Like the var function, covariance can be calculated either as the sample covariance or the population
covariance. Therefore it can be important to specify which formula you want to use. Correlation has
no notion of this and therefore does not have calculations for population or sample. Here’s how they
work:

In [0]:
# COMMAND ----------

from pyspark.sql.functions import corr, covar_pop, covar_samp
df.select(corr("InvoiceNo", "Quantity"), covar_samp("InvoiceNo", "Quantity"),
    covar_pop("InvoiceNo", "Quantity")).show()

+-------------------------+-------------------------------+------------------------------+
|corr(InvoiceNo, Quantity)|covar_samp(InvoiceNo, Quantity)|covar_pop(InvoiceNo, Quantity)|
+-------------------------+-------------------------------+------------------------------+
|     4.912186085617365E-4|             1052.7280543863135|            1052.7260778702093|
+-------------------------+-------------------------------+------------------------------+



## Aggregating to Complex Types
In Spark, you can perform aggregations not just of numerical values using formulas, you can also
perform them on complex types. For example, we can collect a list of values present in a given
column or only the unique values by collecting to a set.
You can use this to carry out some more programmatic access later on in the pipeline or pass the
entire collection in a user-defined function (UDF):

In [0]:
# COMMAND ----------

from pyspark.sql.functions import collect_set, collect_list
df.agg(collect_set("Country"), collect_list("Country")).show(1)

+--------------------+---------------------+
|collect_set(Country)|collect_list(Country)|
+--------------------+---------------------+
|[Portugal, Italy,...| [United Kingdom, ...|
+--------------------+---------------------+



## Grouping
Thus far, we have performed only DataFrame-level aggregations.

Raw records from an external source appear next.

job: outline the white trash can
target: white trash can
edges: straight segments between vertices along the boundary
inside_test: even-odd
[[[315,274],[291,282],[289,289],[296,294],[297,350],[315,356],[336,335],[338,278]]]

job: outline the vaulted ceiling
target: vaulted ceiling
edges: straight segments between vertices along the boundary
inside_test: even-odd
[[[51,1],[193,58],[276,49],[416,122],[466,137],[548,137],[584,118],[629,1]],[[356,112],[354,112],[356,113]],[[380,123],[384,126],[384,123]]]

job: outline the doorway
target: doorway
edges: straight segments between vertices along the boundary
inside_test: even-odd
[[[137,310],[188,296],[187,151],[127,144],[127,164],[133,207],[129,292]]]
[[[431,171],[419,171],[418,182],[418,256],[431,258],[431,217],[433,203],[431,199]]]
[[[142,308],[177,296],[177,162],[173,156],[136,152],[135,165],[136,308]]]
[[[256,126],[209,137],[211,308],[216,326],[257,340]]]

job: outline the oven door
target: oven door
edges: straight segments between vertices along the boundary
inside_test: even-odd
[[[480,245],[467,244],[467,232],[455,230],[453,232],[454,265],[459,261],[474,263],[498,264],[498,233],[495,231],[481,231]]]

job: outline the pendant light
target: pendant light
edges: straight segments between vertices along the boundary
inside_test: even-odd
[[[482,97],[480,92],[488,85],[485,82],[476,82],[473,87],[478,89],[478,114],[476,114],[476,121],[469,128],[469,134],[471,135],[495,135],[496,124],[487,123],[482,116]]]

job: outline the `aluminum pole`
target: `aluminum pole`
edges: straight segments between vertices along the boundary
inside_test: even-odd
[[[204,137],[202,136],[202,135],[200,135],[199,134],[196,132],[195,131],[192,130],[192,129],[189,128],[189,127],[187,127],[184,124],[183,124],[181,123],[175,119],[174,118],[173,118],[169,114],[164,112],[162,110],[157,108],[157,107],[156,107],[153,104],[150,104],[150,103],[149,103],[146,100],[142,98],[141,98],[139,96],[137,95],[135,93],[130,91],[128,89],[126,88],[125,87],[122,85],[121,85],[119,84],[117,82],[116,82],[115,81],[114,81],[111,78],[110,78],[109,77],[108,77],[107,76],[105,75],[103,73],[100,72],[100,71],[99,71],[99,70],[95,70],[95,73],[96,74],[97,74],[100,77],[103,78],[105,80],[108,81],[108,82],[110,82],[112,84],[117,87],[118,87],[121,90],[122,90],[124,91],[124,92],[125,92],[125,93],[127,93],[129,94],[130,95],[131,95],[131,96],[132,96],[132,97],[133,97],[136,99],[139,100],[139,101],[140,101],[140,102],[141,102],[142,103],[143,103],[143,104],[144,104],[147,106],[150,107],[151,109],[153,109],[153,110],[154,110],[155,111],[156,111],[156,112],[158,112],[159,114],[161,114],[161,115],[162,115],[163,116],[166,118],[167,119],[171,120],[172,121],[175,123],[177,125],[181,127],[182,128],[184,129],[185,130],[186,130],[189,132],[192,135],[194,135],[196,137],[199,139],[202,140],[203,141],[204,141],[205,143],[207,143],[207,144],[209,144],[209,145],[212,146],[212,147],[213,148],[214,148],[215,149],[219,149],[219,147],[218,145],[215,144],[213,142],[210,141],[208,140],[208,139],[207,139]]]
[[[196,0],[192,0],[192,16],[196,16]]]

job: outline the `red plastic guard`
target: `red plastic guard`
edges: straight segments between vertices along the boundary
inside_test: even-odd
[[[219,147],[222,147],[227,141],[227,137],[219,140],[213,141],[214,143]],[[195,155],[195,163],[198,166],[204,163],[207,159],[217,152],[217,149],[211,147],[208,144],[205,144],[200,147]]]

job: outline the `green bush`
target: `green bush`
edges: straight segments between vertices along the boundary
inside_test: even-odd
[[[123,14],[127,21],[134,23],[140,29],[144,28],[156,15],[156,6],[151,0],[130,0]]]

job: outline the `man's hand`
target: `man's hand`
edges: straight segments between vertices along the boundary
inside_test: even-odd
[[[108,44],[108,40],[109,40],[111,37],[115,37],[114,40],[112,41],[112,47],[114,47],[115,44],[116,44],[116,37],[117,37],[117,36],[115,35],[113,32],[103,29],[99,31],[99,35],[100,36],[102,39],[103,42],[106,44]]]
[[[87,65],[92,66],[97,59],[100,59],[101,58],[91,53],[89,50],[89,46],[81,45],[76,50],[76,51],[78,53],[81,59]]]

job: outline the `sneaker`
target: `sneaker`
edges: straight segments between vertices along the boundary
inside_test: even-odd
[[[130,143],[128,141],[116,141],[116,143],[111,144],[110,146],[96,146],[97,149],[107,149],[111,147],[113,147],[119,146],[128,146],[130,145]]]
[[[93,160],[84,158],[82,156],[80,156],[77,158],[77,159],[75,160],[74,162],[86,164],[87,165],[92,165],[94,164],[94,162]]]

A more common task is to perform
calculations based on groups in the data. This is typically done on categorical data for which we
group our data on one column and perform some calculations on the other columns that end up in that
group.

The best way to explain this is to begin performing some groupings. The first will be a count, just as
we did before. We will group by each unique invoice number and get the count of items on that
invoice. Note that this returns another DataFrame and is lazily performed.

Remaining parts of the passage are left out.